Попробовав сладить с замком по очереди, в конце концов они навалились на тяжелую панель все вместе…

Невероятно, но их попросту заперли!

– Вот так номер! – воскликнула Виргиния. – Мало того, что этот дикарь и по-людски-то изъясняться не умеет, так он еще в глаза не видел, как работает замок… Он думал, будто открывает нам, а на самом деле сделал все наоборот.

– Нужно позвать на помощь, – нашлась Модеста.

И в тишине раздались голоса, пока еще уверенные и твердые:

– Эй, там! Мсье! Дикарь! Ирокез! Милый!

Пробило полночь. Часы, наверное, располагались прямо над галереей – их раскатистый гул немедленно заполнил комнату; люстра угрожающе закачалась, дрогнули тяжелые рамки картин и жалобно звякнул где-то под потолком одинокий витраж.

– Наверное, скоро сами придут, – предположила Адель. – Запасемся терпением.
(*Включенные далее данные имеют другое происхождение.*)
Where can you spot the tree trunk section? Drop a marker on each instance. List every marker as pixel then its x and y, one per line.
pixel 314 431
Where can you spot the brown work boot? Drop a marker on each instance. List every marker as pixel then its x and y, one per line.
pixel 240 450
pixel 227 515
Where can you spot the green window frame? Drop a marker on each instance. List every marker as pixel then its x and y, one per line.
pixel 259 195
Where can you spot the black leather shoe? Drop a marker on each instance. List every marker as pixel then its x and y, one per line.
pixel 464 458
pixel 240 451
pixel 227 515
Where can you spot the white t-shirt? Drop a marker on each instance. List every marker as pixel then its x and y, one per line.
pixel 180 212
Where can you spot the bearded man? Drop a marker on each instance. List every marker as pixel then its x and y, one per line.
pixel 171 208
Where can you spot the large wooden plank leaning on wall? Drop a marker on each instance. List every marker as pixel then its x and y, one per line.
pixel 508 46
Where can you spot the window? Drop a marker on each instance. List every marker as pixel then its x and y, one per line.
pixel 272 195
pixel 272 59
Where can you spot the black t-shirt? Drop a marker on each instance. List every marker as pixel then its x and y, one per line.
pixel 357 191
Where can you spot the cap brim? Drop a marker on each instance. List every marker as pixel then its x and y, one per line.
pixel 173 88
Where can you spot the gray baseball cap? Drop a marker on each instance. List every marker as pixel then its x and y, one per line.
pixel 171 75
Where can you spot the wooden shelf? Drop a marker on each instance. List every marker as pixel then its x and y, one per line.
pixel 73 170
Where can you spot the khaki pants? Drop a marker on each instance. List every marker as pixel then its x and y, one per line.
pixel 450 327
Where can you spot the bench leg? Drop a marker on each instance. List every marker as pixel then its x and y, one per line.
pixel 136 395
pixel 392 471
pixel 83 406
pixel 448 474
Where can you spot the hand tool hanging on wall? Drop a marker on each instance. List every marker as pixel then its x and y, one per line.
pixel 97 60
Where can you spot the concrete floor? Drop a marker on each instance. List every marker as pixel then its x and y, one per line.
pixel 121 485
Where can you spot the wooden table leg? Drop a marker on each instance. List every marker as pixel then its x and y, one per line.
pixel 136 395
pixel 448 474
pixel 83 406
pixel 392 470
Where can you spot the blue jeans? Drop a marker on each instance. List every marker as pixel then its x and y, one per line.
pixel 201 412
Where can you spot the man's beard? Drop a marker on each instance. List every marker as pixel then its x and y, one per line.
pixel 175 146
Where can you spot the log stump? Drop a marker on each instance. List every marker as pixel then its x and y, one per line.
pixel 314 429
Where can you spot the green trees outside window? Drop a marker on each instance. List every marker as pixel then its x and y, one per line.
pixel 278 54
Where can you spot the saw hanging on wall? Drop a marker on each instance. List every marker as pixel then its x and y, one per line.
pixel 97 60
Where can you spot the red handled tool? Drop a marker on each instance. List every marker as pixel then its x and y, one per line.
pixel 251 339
– Это ты у нас торопишься, тебе начинать: у нас времени хоть отбавляй, – язвительно ответила Бланш.

В напряженной тишине, которую нарушали только судорожные всхлипывания, пробило четверть часа, половина, без пятнадцати и, наконец, час ночи.

– Чем это они там так заняты? – не выдержала Модеста. – Не может быть, чтобы они нас не слышали. У самих-то музыка играет!

И в самом деле, до слуха время от времени, точно треньканье колокольчика сквозь ватный туман, долетали пронзительные трели квинты.

Они снова принялись звать изо всех сил, пока не побагровели от натуги, а голос не стал прерываться рыданиями.

– Надо как-то занять время, – сказала Адель, пытавшаяся казаться спокойной, и шагнула к картинам. – Дорогие мои, представьте – мы с вами в Лувре. Вот этот важный господин в напудренном парике и с длинной шпагой изображает…

– Так-так, изображает… – подбодрила замешкавшуюся подругу Ирэн.

– Сама не знаю! – и Адель расплакалась.

У лиц на портретах было такое слащавое выражение, как будто с высоты своих лет – и положения на стене – они решили по-отечески проучить расшалившихся школьниц. Им было не к спеху; торопиться в таком возрасте противопоказано.

Одна из девушек с размаху бросилась на дверь и принялась барабанить по железным листам обшивки, уходившим под самый потолок.

И точно какая-то пружина стронулась под напором этих маленьких кулачков – часы немедленно рассыпались мелодичным перезвоном; было уже два пополуночи.

– А, черт с ним! – выпалила Виргиния. – Я ложусь спать!

Она вытянулась на позолоченном столике, подогнув свисавшие ноги и заломив руки за голову, так, что грудь выпятилась вверх.

Бланш смотрела на нее со стороны, усевшись на поручень балюстрады и свесив ноги, а руки тайком запустив под юбку.

– Мои милые дамы, – начала Бланш и неуверенно замолкла, – мне кажется… там прекрасно обходятся без нас. Ему, наверное, нужны другие… Они, поди, уже давно как начали!

– Попридержи-ка язычок, детка! – прогремела необъятная Ирэн, в ярости позабывшая об этикете. И как-то так получилось, что вскоре, пытаясь заставить ее замолчать, она уже сама придерживала язычок Бланш своими губами.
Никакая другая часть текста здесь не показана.